Our approximate-likelihood protocol estimates the distribution of the summary statistics D1, D2, and D3 on the basis of the simulation of a large number of ancestral recombination graphs (ARGs). An important part of this protocol is the choice of tolerances or bin sizes δ1, δ2, and δ3 for their respective summary statistics. In general, we chose tolerances to maximize power for a = 1% (SI Materials and Methods).

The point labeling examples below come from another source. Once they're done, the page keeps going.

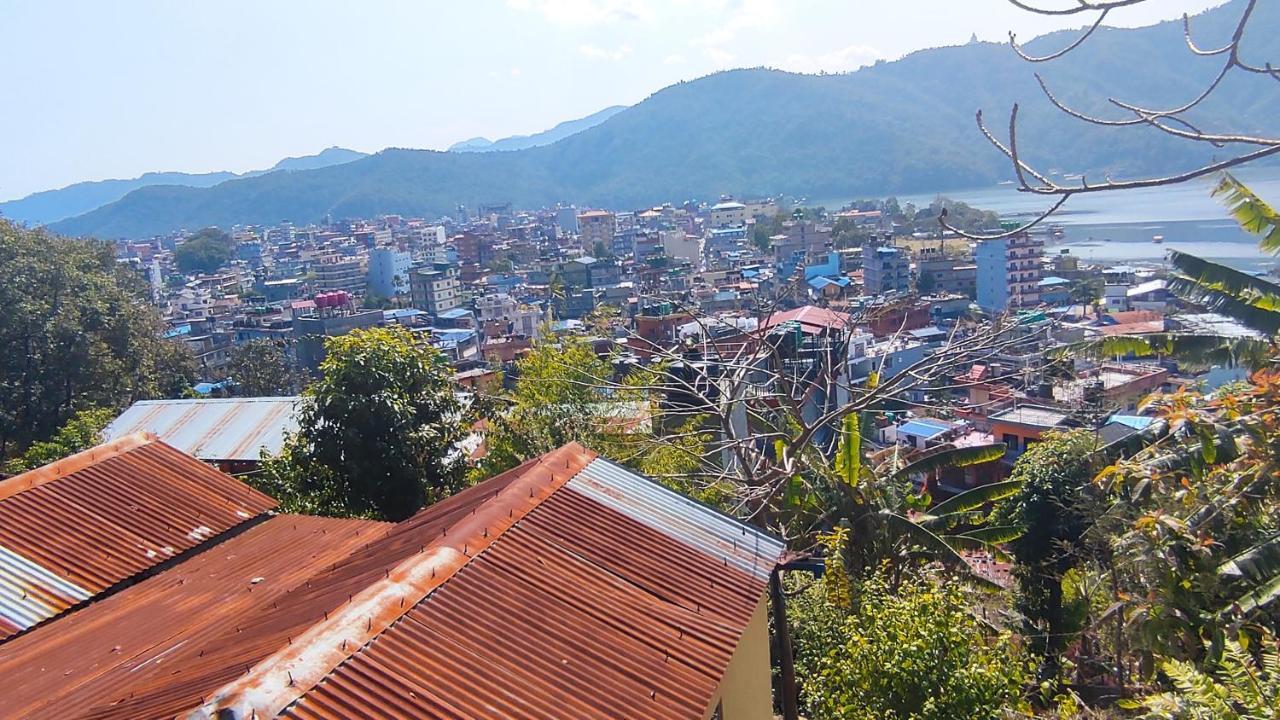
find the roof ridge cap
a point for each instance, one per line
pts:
(71, 464)
(282, 678)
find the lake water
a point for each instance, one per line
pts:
(1110, 227)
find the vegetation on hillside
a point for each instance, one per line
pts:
(378, 432)
(763, 132)
(204, 251)
(78, 332)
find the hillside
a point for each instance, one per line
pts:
(524, 141)
(53, 205)
(891, 128)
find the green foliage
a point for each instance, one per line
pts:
(261, 368)
(1054, 507)
(81, 432)
(561, 395)
(204, 251)
(1251, 300)
(910, 650)
(77, 332)
(1253, 213)
(1191, 351)
(1242, 686)
(376, 434)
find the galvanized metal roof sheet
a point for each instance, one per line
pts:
(214, 428)
(77, 527)
(613, 597)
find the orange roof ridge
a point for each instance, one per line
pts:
(56, 469)
(282, 678)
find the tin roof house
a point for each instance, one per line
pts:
(567, 587)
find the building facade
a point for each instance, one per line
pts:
(435, 288)
(1009, 272)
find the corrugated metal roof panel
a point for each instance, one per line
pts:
(215, 428)
(149, 651)
(615, 597)
(554, 604)
(74, 528)
(679, 516)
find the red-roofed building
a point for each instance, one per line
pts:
(567, 587)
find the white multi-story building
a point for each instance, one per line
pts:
(388, 270)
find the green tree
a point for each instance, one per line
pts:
(376, 434)
(261, 368)
(204, 251)
(78, 332)
(562, 393)
(1052, 506)
(906, 650)
(1239, 687)
(81, 432)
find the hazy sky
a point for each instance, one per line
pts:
(96, 90)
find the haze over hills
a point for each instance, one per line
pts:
(53, 205)
(897, 127)
(521, 141)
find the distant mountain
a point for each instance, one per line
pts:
(325, 158)
(897, 127)
(53, 205)
(536, 140)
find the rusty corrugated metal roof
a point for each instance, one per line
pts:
(138, 652)
(213, 428)
(525, 596)
(74, 528)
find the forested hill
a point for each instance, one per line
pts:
(53, 205)
(897, 127)
(521, 141)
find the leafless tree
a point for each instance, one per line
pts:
(1171, 121)
(769, 413)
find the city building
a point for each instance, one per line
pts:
(339, 273)
(388, 270)
(435, 288)
(595, 226)
(886, 269)
(728, 214)
(1009, 272)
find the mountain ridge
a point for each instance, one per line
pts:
(895, 127)
(538, 139)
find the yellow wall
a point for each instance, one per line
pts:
(745, 692)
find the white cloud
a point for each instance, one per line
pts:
(585, 13)
(836, 62)
(602, 54)
(736, 16)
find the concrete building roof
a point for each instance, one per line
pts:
(1033, 415)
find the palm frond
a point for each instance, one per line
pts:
(996, 534)
(951, 456)
(933, 545)
(1212, 286)
(1253, 214)
(1192, 351)
(1258, 564)
(977, 497)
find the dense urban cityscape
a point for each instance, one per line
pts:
(617, 419)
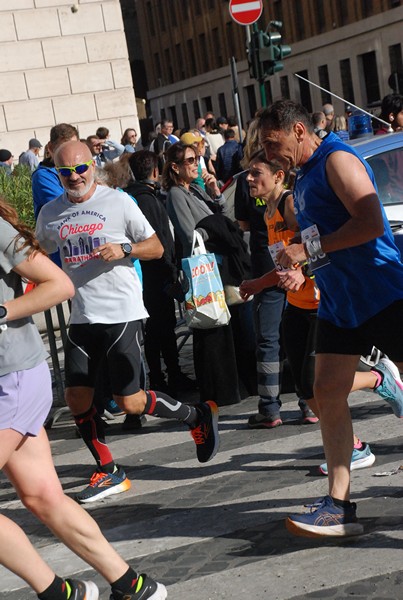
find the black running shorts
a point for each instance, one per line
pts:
(116, 346)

We find that the data are significantly unlikely under the null model of no admixture (i.e., the likelihood ratio test yields a bootstrapped P value of 0.0493). We note that this result is conservative because it is based on estimates of recombination rate that are biased downward and a tolerance that is less powerful in regions of high recombination (see below). Interestingly, we find evidence for two separate peaks in the maximum-likelihood surface: (i) an older peak with an archaic split time, T0 ≈ 700 kya, a time of admixture, Ta ≈ 35 kya, and an admixture proportion, a ≈ 2%; and (ii) a more recent peak with T0 ≈ 375 kya, Ta ≈ 15 kya, and a ≈ 0.5% (Fig. 2). Although our method has little power to infer the exact admixture proportion, we can place 95% CIs on the times of divergence (125 kya < T0 < 1.5 Mya) and admixture (Ta < 70 kya) (SI Materials and Methods). Note that T0 for the more recent peak is consistent with the Biaka–Mandenka split time estimates from the two-population model.